9 of 236 comments (clear)

  1. Well, then by bluegutang · · Score: 1, Insightful

    Your "friends" don't have to be human. Get two blank hard drives, or even VMs on your favorite cloud server, and make those your "friends". They will be locked forever, but you can just wipe them and not lose any data.

    Still a nasty trick though.

    1. Re:Well, then by bluegutang · · Score: 5, Insightful

      ^ Ignore previous comment, I'm a doofus who didn't carefully read the summary, much less the article.

    2. Re:Well, then by msauve · · Score: 4, Insightful

      "So what would you do if this ransomware infected your files?"

      No, the answer is not paying a ransom, or infecting friends (or VMs). The correct answer is to reformat the storage and restore from a backup.

      --
      "National Security is the chief cause of national insecurity." - Celine's First Law
  2. Easy by Alumoi · · Score: 3, Insightful

    Wipe and restore from backup. Nex!

    1. Re:Easy by 91degrees · · Score: 3, Insightful

      If people backed up, that would be a good suggestion...

      Seriously, they can probably weather the loss from the few people who are genuinely aware that you need to back this stuff up.

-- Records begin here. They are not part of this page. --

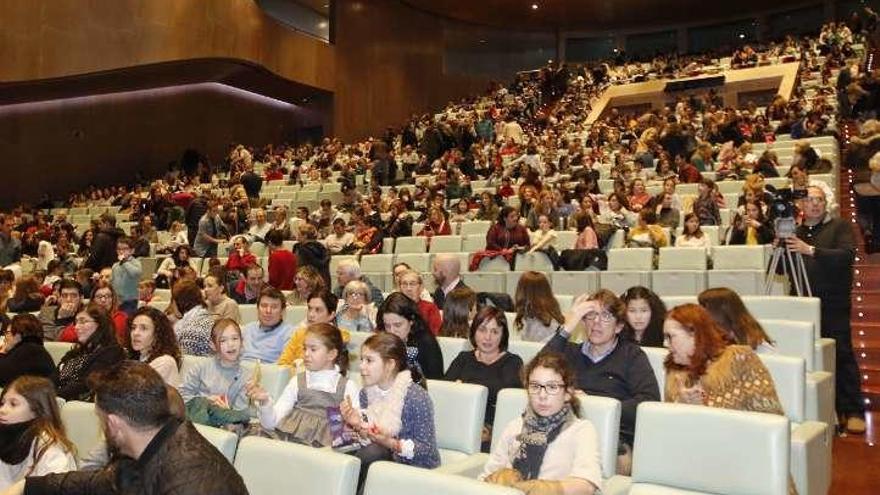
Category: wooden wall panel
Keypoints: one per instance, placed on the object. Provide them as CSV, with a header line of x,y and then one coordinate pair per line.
x,y
389,64
64,145
56,38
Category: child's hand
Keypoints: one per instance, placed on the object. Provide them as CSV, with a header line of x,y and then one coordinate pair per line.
x,y
350,415
256,393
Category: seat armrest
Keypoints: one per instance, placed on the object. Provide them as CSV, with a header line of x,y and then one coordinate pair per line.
x,y
617,485
811,457
825,358
471,467
819,397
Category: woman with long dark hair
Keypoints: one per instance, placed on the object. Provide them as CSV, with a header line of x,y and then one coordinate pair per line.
x,y
96,350
399,315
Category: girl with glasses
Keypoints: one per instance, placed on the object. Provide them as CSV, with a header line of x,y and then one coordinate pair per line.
x,y
549,449
607,364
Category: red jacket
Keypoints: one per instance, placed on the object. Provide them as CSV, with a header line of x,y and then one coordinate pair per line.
x,y
431,315
240,263
120,324
282,268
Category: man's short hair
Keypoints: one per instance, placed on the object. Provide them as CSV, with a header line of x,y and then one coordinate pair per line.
x,y
272,293
351,267
69,283
133,391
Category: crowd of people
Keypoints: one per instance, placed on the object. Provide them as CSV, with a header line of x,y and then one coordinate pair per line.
x,y
539,163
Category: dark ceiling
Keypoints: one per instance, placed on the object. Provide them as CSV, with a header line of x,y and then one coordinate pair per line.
x,y
595,14
237,73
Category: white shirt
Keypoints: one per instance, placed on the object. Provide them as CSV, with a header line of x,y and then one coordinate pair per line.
x,y
54,460
323,381
572,454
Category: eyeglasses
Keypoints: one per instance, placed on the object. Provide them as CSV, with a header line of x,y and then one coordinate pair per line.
x,y
604,316
552,388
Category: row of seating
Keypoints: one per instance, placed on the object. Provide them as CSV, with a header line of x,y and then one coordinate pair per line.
x,y
459,413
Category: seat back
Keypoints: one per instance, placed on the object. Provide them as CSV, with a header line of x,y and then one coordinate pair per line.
x,y
603,412
739,258
57,350
391,477
451,347
269,466
656,356
376,263
411,245
677,446
248,313
274,377
792,338
575,283
524,349
789,378
82,426
445,244
682,258
223,440
476,227
420,262
459,411
630,259
787,308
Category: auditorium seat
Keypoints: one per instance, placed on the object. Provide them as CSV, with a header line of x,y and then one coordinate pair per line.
x,y
270,467
459,410
57,350
390,477
223,440
602,412
676,451
445,244
82,426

  3. Re:oooooh I am scared... by Maritz · · Score: 1, Insightful

    lol. Don't break an arm patting yourself on the back just because you don't use windows.

    --
    I do not want your cheap brainburning drugs. They are useless for work. And I am a working man today.
  4. Re:Starve! by Maritz · · Score: 1, Insightful

    If you watch a film, do you have to constantly ask other people in the room what's going on? It kinda sounds like you must. To be this confused about real world stuff, I'd have thought you'd need to be about seven years old or something.

    --
    I do not want your cheap brainburning drugs. They are useless for work. And I am a working man today.
  5. All part of the scam. by Gravis+Zero · · Score: 4, Insightful

    "a group of computer science students from Syria," and that "all the money that we get goes to food, medicine, shelter to our people. We are extremely sorry that we are forcing you to pay but that's the only way that we can keep living."

    This is a brilliant twist on malware. These are not people from Syria but rather a story concocted to try and have you help them. It's basically, it's an alternate version of the "Nigerian Prince" that needs money to bribe his captors to release him. Logically, a person in a warzone cannot exchange bitcoin for money or goods which makes the whole thing implausible from the start. I would bet what when they tear the binary apart, they'll find that it's been compiled for the Russian locale.

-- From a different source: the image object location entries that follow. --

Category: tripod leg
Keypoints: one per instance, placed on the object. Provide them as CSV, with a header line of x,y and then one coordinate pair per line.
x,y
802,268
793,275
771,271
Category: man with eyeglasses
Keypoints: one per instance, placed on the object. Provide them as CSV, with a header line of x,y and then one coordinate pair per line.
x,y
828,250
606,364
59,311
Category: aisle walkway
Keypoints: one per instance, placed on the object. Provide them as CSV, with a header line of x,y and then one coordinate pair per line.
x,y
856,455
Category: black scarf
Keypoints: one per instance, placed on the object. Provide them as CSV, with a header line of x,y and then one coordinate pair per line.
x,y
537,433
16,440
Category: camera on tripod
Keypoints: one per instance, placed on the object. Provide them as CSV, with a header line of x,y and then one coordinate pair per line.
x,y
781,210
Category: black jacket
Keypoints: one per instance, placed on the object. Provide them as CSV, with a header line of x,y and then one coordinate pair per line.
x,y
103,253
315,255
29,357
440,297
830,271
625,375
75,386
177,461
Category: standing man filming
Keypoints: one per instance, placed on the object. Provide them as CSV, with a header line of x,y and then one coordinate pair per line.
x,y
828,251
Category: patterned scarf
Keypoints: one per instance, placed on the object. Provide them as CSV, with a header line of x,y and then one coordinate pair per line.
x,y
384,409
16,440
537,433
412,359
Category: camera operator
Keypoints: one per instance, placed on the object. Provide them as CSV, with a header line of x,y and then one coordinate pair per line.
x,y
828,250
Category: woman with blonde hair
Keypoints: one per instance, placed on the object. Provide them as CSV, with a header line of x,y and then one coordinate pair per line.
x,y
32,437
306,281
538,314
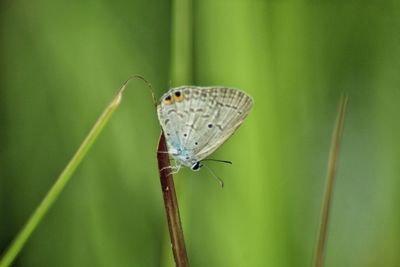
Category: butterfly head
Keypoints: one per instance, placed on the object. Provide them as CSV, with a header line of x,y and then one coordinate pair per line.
x,y
196,166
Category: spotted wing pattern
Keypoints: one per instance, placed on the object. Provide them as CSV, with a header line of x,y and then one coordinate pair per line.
x,y
197,120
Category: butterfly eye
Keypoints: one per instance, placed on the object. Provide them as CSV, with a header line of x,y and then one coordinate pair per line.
x,y
178,96
168,100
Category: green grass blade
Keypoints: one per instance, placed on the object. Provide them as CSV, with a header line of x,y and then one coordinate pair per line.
x,y
330,178
52,195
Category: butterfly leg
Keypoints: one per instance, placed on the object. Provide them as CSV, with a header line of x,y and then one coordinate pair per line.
x,y
174,169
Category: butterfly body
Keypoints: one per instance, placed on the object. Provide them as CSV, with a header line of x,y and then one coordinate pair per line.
x,y
197,120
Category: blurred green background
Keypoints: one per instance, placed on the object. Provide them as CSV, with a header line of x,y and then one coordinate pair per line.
x,y
62,61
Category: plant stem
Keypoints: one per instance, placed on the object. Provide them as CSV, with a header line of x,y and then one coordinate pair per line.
x,y
52,195
330,178
171,205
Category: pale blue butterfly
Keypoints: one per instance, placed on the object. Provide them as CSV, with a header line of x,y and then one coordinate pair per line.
x,y
197,120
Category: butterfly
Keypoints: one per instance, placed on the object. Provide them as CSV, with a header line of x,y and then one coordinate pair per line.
x,y
197,120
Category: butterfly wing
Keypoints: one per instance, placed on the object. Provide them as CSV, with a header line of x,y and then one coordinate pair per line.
x,y
226,109
197,120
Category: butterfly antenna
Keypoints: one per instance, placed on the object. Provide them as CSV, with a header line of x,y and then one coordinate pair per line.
x,y
215,176
219,160
122,89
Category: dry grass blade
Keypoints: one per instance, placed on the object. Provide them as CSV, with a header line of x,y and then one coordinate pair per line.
x,y
171,205
330,178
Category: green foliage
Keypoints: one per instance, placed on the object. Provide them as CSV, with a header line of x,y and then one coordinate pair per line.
x,y
61,62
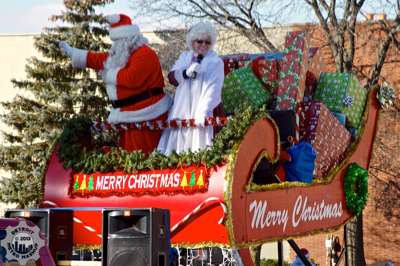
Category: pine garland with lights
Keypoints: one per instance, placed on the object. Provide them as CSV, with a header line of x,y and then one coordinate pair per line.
x,y
52,93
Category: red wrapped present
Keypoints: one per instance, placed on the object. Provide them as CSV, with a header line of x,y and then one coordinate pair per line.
x,y
266,70
233,62
292,72
329,138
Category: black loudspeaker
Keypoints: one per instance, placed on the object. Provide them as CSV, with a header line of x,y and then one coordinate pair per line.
x,y
136,237
55,224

    So what would you do if this ransomware infected your files?

    A) wipe your system
    B) load Linux instead of Windows
    C) restore files from backups

    --
    Anons need not reply. Questions end with a question mark.
  6. Re:I would restore by Wycliffe · · Score: 4, Insightful

    In the unlikely event this actually would happen, then I would restore.

    My backups are secure. So I would restore from a backup. That wasn't too hard was it?

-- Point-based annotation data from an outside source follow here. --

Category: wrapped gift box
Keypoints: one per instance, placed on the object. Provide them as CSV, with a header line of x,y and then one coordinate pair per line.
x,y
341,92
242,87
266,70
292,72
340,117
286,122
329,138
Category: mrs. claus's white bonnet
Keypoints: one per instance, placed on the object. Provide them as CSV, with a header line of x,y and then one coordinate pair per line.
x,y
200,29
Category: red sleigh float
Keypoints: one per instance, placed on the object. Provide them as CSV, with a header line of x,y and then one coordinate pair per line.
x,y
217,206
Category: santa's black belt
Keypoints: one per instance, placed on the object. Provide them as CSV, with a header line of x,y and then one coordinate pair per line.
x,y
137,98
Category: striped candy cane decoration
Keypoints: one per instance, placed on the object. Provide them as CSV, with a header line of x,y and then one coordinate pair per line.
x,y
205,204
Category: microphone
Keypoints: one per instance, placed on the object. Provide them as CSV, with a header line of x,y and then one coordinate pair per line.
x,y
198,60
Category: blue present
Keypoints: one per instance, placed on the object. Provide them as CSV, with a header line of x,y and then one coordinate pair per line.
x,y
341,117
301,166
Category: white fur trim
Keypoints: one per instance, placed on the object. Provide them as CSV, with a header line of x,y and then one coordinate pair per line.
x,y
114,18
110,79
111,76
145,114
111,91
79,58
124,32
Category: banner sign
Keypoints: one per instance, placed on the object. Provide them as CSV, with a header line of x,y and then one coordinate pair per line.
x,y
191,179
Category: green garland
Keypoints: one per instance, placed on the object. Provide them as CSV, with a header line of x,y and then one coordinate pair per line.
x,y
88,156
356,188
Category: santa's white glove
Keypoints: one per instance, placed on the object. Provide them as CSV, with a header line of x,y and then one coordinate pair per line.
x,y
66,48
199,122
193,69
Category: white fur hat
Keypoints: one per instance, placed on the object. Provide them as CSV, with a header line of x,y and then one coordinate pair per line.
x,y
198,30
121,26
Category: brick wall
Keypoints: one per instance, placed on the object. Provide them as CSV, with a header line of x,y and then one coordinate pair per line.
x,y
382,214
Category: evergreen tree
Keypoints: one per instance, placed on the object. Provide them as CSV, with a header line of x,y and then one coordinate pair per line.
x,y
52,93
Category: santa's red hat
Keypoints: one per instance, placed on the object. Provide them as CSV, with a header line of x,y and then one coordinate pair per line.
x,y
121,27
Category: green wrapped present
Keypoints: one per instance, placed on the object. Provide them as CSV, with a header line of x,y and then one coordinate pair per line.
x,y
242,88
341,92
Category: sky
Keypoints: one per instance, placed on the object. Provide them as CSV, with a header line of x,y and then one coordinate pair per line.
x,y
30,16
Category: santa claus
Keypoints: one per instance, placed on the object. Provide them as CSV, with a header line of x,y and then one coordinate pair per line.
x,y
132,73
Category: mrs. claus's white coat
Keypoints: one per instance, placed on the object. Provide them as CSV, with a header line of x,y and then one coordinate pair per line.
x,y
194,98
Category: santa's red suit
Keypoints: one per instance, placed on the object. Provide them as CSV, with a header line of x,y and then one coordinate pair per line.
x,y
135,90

    Backups work great for random acts of god but not necessarily for ransomware. It would be fairly trivial to create ransomware that slept a random amount of time before encrypting your files or even worse encrypt your files and then continue to function like normal for several weeks before alerting you. By that time, all your backups are also infected and even if you have a really old backup you won't have any of the recent stuff from that last several weeks or months since the initial infection. For all the people on here that are bragging about backups, even if you catch it the same day and restore it is still a huge pain and chances are if written properly it could easily be written in a way that the backups are also infected.